On the face of it, that sounds like a positive thing.  Indirect costs have long been controversial, with critics arguing that they incentivize institutions to spend money on wasteful administration and lavish purchases instead of actual research. Universities negotiate indirect costs with the HHS  when they are awarded NIH grants, and while administrative costs are capped at 26 percent, others are not. In 2014, an investigation by Nature revealed large disparities in indirect costs, with some universities receiving rates of just 20 percent while others got windfalls of 85 percent.

But defenders note that these costs are not optional, and even the generous amounts received from the NIH aren’t enough to cover the price of running a research lab.
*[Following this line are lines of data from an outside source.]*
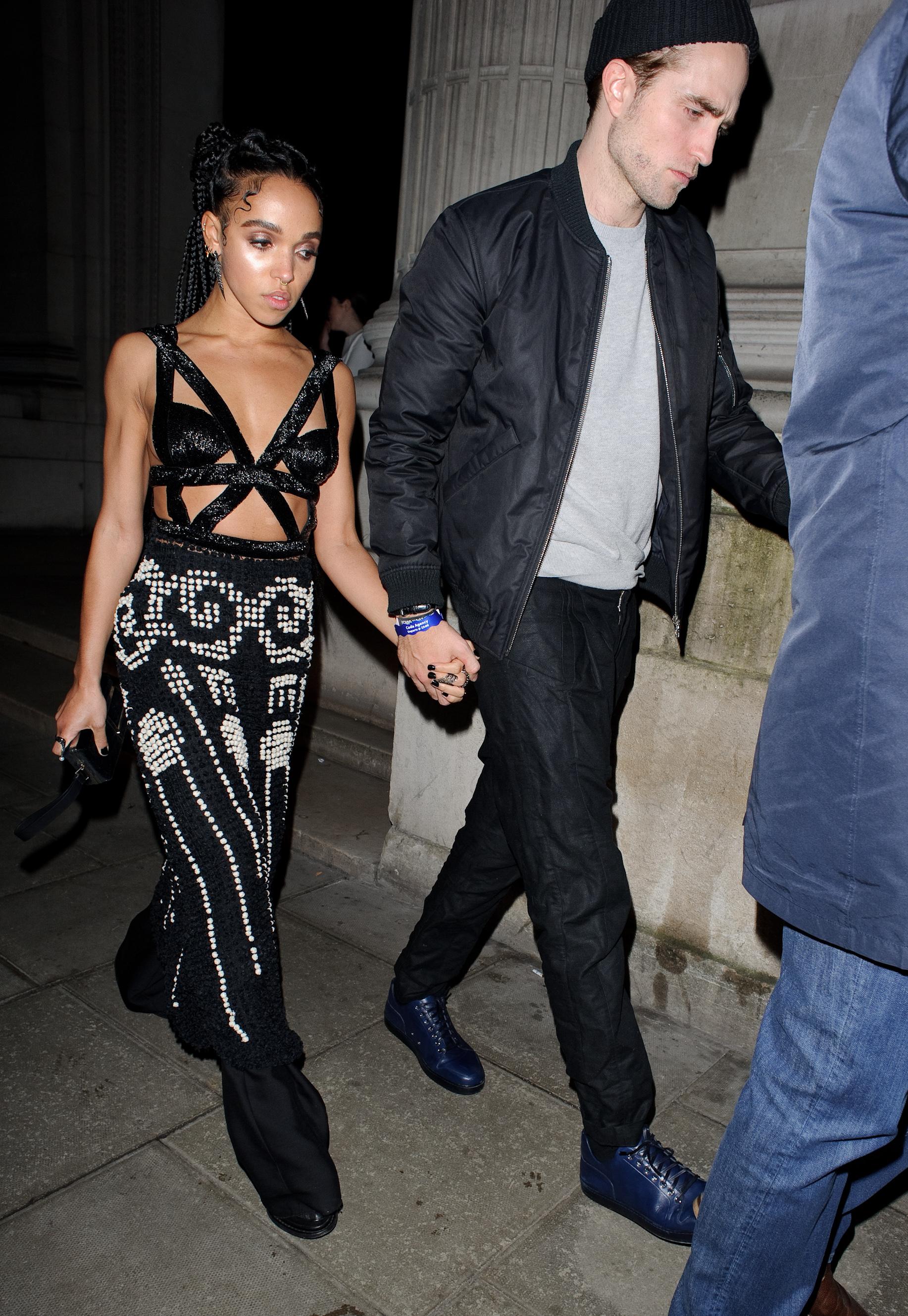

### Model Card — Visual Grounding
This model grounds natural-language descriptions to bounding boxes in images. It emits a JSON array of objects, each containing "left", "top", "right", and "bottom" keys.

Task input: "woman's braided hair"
[{"left": 176, "top": 124, "right": 322, "bottom": 324}]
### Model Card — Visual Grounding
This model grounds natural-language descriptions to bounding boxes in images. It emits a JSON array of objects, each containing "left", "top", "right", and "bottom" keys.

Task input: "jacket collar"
[{"left": 552, "top": 141, "right": 659, "bottom": 255}]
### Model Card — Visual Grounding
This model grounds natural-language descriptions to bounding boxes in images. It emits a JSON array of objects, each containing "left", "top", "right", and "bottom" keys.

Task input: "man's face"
[{"left": 605, "top": 42, "right": 749, "bottom": 210}]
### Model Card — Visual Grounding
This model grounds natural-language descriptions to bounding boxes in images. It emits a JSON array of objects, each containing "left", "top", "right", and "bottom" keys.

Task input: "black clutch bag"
[{"left": 16, "top": 674, "right": 126, "bottom": 841}]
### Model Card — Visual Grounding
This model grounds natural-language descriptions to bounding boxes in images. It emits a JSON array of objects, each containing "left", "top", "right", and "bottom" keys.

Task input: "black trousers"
[
  {"left": 114, "top": 909, "right": 342, "bottom": 1216},
  {"left": 395, "top": 578, "right": 654, "bottom": 1153}
]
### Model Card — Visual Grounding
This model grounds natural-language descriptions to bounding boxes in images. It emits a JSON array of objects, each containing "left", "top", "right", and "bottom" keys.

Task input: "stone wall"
[
  {"left": 0, "top": 0, "right": 222, "bottom": 531},
  {"left": 360, "top": 0, "right": 886, "bottom": 1042}
]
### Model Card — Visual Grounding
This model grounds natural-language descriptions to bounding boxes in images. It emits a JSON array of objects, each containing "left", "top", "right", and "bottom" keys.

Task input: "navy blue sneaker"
[
  {"left": 384, "top": 982, "right": 486, "bottom": 1095},
  {"left": 580, "top": 1129, "right": 706, "bottom": 1248}
]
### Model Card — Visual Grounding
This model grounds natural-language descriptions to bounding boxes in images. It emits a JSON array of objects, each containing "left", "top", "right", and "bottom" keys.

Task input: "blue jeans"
[{"left": 670, "top": 928, "right": 908, "bottom": 1316}]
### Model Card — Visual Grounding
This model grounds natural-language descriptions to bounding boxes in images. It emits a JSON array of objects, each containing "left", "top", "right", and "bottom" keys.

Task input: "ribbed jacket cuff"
[
  {"left": 772, "top": 479, "right": 791, "bottom": 531},
  {"left": 379, "top": 566, "right": 445, "bottom": 612}
]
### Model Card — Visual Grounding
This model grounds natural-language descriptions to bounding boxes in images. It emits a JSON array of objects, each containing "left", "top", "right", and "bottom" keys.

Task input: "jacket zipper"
[
  {"left": 716, "top": 334, "right": 738, "bottom": 411},
  {"left": 504, "top": 255, "right": 612, "bottom": 658},
  {"left": 646, "top": 249, "right": 684, "bottom": 641}
]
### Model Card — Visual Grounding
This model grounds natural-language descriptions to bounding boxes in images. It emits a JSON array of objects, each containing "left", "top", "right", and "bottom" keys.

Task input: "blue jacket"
[{"left": 745, "top": 0, "right": 908, "bottom": 969}]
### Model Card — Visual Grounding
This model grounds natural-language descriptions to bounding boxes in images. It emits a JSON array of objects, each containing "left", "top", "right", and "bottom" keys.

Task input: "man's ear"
[{"left": 603, "top": 59, "right": 637, "bottom": 118}]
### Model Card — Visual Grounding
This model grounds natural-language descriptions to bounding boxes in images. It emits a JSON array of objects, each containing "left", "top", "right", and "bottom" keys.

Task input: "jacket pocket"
[{"left": 441, "top": 425, "right": 520, "bottom": 501}]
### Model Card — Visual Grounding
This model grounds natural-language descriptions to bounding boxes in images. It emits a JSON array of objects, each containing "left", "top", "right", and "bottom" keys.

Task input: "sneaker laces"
[
  {"left": 630, "top": 1129, "right": 700, "bottom": 1198},
  {"left": 420, "top": 996, "right": 466, "bottom": 1050}
]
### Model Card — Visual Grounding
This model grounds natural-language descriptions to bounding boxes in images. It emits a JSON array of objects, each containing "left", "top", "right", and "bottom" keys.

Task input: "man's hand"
[{"left": 398, "top": 621, "right": 479, "bottom": 708}]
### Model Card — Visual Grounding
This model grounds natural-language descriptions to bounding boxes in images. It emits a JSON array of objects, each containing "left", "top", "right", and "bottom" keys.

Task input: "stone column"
[{"left": 359, "top": 0, "right": 887, "bottom": 1045}]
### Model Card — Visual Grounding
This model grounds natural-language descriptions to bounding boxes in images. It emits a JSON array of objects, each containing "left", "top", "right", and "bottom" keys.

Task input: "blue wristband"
[{"left": 394, "top": 608, "right": 445, "bottom": 635}]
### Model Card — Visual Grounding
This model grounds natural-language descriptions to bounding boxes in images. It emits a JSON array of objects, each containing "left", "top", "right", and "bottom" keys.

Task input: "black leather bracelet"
[{"left": 391, "top": 603, "right": 434, "bottom": 617}]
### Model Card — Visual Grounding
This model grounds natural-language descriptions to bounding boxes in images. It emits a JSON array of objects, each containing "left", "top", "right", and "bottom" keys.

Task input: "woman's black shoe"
[{"left": 268, "top": 1211, "right": 337, "bottom": 1238}]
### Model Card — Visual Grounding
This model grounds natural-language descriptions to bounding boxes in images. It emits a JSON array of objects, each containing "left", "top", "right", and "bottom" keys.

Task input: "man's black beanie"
[{"left": 584, "top": 0, "right": 759, "bottom": 83}]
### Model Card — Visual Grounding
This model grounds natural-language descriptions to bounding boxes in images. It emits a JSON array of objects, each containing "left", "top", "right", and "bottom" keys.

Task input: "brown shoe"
[{"left": 807, "top": 1266, "right": 867, "bottom": 1316}]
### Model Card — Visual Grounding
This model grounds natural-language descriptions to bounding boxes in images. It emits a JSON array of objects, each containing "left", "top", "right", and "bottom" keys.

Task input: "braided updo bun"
[{"left": 176, "top": 124, "right": 322, "bottom": 324}]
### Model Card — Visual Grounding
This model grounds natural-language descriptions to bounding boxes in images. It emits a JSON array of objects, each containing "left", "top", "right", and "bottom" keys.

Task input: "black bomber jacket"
[{"left": 366, "top": 144, "right": 788, "bottom": 657}]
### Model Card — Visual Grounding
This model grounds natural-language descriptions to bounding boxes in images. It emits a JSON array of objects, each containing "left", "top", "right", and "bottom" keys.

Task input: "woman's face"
[{"left": 202, "top": 176, "right": 321, "bottom": 326}]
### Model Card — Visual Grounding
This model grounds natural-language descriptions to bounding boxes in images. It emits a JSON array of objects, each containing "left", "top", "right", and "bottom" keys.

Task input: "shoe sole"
[
  {"left": 266, "top": 1211, "right": 338, "bottom": 1238},
  {"left": 384, "top": 1019, "right": 486, "bottom": 1096},
  {"left": 580, "top": 1182, "right": 692, "bottom": 1248}
]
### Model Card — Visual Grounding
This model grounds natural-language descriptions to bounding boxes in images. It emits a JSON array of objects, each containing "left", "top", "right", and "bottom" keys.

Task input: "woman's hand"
[
  {"left": 398, "top": 621, "right": 479, "bottom": 705},
  {"left": 54, "top": 682, "right": 106, "bottom": 758},
  {"left": 426, "top": 658, "right": 475, "bottom": 708}
]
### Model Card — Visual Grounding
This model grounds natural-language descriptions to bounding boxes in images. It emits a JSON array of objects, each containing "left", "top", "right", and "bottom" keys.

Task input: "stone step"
[
  {"left": 0, "top": 633, "right": 72, "bottom": 735},
  {"left": 0, "top": 624, "right": 394, "bottom": 781}
]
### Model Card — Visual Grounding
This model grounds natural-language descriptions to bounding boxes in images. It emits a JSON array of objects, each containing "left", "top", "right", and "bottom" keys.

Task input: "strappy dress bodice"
[{"left": 145, "top": 325, "right": 338, "bottom": 558}]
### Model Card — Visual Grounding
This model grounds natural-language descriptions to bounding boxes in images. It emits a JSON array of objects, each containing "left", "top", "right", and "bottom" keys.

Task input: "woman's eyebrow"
[{"left": 240, "top": 220, "right": 284, "bottom": 233}]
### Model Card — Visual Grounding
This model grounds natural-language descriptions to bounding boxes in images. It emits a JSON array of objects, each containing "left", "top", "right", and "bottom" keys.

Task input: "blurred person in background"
[{"left": 321, "top": 288, "right": 375, "bottom": 375}]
While universities could stand to streamline their spending, instituting a 10 percent cap is like using a sledgehammer to attack a problem that demands a scalpel. “We could find efficiencies,” adds Mary Woolley, president of Research!America, a non-profit that advocates for biomedical research, “but you’re not looking for efficiencies when you say we’ll cut off three or four of your appendages.”

“Even if you wanted to do this, you don’t do it in one year,” says Harold Varmus, a Nobel laureate and former NIH director. “It would be a tremendous blow for many of our research institutions and ignores the real cost of doing research. If you really want to disembowel a source of learning and ingenuity in America, this is what you do.”

“Instead of having an informed process where they get people together and talk about how to build efficiencies, they’re just backing into the numbers that the President put forward,” says one of the sources at the NIH. “They’re trying to pretend that they’ll cut something without actually cutting science.” The source revealed that officers at NIH were briefed on the upcoming proposal by a senior official earlier this week. The official did not reveal details about the overall NIH budget, but implied that the 10 percent cap would result in a similar-sized cut to what was proposed in the skinny budget.

The administration will likely argue that it is following the lead of private funding agencies like the Bill and Melinda Gates Foundation, which already impose a 10 percent limit on indirect costs for grants awarded to U.S. universities. But Woolley says, “There is absolutely no question that those grants require sacrifice.” They force universities to find other ways of paying whatever indirect costs are not covered. Indeed, it’s only possible to accept such grants because the uncapped support from the NIH buoys up so much of America’s scientific infrastructure. If that support was to be capped, lights would literally have to go off.

The proposed cap is “unlikely to go anywhere,” Woolley adds. “All presidents may propose what they will, but it’s Congress who decides.” Figures compiled by Research!America show that congressional appropriators rarely take the President’s suggestion at face value, regardless of which party is in power. Indeed, the current Congress recently decided to completely ignore Trump’s suggestion to slice $1.2 billion for fiscal year 2017. Instead, they awarded the agency an extra $2 billion—the second such annual increase in a row, and a continuing sign of the strong bipartisan support that biomedical research has long enjoyed.